Journal Spécial des Sociétés : Créateur de l’Ecole supérieure des métiers du droit (ESMD), vous avez organisé le 26 novembre dernier la seconde édition du Forum des métiers du Droit pour faire connaître les différents métiers du domaine juridique qui « ne se limitent pas qu’à la profession d’avocat ou de juge », dont celui de juriste. Est-il si méconnu ?

Yvan Fellous : Le droit, au départ, c’était : la faculté et les métiers de base du droit. Quand vous demandiez, il y a encore à peine cinq ans ou six ans, à des étudiants qui s’inscrivaient en droit ce qu’ils voulaient être, ils répondaient avocat, juge, notaire, commissaire de police, accessoirement commissaire de justice. Ceux qui voulaient être juristes se dirigeaient vers des études de droit courtes à durée limitée qu’on appelait au début « La capacité en droit » [accessible à tous sans exigence de diplôme, elle permet d’acquérir les bases nécessaires à la compréhension de l’univers juridique, ndlr].

Ces étudiants pouvaient passer le Diplôme d’études universitaires générales en droit (DEUG) [intégré depuis 2006 à la licence de droit, ndlr], mais ils n’allaient pas au bout des concours et des maîtrises.

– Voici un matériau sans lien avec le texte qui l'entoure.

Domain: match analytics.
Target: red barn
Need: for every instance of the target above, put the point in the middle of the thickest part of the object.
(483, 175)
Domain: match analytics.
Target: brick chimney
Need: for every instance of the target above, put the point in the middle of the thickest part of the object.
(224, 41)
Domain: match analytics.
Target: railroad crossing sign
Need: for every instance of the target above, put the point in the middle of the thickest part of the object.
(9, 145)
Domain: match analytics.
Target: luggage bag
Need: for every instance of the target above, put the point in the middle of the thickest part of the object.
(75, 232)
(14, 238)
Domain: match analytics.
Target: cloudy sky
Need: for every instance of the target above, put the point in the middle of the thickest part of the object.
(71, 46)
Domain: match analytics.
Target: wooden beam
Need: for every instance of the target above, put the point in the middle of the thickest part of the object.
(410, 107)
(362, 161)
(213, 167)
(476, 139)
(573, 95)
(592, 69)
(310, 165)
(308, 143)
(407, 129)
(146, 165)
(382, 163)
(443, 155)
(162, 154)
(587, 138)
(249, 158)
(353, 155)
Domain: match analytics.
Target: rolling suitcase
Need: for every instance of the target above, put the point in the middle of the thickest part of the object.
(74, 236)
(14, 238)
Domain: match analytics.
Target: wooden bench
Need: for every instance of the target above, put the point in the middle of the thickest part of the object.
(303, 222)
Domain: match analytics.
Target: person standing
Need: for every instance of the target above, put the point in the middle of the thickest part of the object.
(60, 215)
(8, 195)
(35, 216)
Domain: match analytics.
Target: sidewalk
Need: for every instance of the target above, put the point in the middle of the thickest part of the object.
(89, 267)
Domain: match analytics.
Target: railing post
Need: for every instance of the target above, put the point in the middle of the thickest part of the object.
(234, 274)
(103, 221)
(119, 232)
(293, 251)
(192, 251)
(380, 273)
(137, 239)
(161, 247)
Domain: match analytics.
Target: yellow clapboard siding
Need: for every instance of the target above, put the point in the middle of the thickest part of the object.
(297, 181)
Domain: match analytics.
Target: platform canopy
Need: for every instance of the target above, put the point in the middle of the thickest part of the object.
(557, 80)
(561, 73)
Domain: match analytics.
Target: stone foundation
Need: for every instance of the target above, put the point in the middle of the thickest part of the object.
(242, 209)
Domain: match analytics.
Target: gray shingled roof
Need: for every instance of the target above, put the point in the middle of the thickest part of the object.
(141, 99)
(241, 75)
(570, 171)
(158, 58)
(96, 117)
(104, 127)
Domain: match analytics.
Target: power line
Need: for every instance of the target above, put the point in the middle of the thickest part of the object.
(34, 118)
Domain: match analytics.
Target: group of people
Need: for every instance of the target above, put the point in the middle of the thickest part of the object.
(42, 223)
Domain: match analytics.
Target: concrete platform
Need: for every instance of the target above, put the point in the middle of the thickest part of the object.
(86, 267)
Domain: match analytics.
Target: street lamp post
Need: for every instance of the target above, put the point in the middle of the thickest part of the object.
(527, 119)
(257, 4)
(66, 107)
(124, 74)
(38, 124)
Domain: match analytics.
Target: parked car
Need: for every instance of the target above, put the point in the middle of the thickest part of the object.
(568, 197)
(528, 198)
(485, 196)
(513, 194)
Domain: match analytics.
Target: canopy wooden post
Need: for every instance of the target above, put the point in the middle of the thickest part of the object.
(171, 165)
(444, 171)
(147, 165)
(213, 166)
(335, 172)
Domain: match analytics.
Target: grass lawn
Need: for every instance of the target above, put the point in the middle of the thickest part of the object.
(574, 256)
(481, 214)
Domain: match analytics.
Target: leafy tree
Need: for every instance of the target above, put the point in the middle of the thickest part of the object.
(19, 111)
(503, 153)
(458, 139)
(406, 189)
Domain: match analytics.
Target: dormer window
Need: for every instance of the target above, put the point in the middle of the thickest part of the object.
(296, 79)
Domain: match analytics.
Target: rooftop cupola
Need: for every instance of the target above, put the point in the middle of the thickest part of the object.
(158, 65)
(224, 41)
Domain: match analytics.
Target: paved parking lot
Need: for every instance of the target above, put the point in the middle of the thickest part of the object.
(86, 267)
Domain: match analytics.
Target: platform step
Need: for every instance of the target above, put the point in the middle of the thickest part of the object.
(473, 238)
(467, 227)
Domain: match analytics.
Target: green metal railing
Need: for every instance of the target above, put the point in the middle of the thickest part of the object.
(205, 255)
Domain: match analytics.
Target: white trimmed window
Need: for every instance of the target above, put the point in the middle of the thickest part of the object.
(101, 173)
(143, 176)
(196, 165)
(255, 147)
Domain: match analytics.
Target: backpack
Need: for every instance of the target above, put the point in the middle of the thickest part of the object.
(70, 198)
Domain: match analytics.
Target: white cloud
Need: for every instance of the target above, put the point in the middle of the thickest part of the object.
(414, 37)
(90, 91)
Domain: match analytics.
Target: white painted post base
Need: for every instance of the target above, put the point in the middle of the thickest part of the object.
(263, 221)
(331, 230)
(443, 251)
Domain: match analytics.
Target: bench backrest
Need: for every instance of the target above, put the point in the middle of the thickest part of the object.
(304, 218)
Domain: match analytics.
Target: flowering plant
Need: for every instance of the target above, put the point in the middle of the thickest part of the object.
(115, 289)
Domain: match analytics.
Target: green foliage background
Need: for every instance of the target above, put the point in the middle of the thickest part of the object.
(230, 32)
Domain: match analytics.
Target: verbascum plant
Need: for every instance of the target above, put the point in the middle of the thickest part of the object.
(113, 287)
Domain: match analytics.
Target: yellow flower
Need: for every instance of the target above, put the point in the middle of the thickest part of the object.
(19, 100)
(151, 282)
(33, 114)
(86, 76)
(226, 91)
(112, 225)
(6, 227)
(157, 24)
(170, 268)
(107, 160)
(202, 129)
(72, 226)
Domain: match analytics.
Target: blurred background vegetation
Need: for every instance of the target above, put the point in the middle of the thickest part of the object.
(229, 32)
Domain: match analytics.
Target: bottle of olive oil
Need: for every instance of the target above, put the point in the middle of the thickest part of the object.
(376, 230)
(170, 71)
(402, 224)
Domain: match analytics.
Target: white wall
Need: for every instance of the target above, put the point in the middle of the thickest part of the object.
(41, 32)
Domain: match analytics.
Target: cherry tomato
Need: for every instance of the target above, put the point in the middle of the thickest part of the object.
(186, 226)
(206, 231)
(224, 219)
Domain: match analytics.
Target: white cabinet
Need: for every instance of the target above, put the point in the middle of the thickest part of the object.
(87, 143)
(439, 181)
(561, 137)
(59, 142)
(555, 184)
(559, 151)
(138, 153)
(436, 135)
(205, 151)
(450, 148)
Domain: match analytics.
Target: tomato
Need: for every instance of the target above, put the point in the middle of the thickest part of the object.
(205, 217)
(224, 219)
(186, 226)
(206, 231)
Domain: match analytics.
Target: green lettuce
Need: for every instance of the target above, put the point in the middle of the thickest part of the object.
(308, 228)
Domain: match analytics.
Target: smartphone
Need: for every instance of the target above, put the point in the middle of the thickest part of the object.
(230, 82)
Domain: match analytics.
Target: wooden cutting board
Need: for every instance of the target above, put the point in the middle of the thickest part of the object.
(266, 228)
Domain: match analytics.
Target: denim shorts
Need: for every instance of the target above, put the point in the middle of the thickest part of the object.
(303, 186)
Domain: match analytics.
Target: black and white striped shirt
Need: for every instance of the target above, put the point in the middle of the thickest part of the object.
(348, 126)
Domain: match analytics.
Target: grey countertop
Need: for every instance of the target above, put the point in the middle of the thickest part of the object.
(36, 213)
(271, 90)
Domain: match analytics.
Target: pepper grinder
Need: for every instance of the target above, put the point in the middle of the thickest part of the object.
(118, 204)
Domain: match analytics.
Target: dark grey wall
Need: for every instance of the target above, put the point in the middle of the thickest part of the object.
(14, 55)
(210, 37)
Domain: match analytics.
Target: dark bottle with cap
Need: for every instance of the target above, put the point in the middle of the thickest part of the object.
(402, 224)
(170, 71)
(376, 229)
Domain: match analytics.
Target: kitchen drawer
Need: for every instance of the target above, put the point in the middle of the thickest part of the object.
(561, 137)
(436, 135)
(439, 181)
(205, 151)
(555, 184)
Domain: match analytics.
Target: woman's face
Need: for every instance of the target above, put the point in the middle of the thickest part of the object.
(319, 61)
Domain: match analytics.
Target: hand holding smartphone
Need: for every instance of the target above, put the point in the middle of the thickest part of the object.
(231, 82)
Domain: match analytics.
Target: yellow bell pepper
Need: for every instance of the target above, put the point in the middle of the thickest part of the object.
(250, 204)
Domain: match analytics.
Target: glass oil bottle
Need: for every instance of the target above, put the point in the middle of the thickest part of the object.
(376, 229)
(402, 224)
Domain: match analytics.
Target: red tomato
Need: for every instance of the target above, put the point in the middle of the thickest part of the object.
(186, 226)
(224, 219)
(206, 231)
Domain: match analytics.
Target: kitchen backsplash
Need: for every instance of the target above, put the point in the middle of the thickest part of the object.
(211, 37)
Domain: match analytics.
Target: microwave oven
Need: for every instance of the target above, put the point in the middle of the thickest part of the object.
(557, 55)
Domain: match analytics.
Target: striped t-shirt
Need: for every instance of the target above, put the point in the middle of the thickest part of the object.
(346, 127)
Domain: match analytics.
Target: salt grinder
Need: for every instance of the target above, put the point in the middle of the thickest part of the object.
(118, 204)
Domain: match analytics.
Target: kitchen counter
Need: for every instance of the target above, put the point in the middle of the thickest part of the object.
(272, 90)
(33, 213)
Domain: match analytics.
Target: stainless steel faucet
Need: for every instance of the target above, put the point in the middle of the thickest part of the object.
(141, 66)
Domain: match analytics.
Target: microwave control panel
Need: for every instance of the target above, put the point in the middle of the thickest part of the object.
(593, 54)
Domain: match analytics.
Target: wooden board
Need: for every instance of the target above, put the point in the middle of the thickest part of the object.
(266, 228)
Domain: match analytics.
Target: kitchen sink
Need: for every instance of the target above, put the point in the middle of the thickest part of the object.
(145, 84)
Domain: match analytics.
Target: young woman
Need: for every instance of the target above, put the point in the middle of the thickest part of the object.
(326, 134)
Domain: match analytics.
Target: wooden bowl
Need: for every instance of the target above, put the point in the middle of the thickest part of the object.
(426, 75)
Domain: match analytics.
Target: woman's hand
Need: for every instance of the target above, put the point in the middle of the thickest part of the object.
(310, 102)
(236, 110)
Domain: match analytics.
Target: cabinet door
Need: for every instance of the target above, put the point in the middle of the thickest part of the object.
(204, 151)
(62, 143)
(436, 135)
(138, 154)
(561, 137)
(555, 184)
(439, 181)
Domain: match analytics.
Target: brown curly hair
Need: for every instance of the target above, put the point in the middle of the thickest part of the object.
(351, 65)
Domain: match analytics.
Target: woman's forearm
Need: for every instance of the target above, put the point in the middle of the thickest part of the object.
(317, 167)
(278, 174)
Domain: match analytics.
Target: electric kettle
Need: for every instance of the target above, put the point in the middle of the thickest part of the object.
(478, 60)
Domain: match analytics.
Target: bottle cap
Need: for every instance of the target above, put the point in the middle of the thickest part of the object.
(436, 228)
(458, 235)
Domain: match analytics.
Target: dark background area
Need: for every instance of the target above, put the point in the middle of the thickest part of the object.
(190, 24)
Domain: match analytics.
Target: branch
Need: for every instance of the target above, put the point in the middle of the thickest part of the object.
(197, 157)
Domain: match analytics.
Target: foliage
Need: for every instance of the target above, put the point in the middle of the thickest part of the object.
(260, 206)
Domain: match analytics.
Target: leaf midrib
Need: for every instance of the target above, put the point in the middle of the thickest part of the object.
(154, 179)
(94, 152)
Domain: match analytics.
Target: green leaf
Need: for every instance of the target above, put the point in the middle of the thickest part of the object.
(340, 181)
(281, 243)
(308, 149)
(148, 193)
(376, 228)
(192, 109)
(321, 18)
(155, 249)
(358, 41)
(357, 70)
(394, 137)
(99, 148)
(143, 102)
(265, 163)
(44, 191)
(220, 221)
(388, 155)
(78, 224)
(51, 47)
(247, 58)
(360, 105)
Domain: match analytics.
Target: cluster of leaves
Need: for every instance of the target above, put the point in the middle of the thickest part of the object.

Et puis est arrivée la crise sanitaire, et avec elle l’obligation de nouvelles normes juridiques qui obligent maintenant l’ensemble des acteurs juridiques, et non juridiques, à maîtriser de nouvelles connaissances, utiliser des procédures et process nécessitant des formations pour les juristes qu’ils ne possédaient pas.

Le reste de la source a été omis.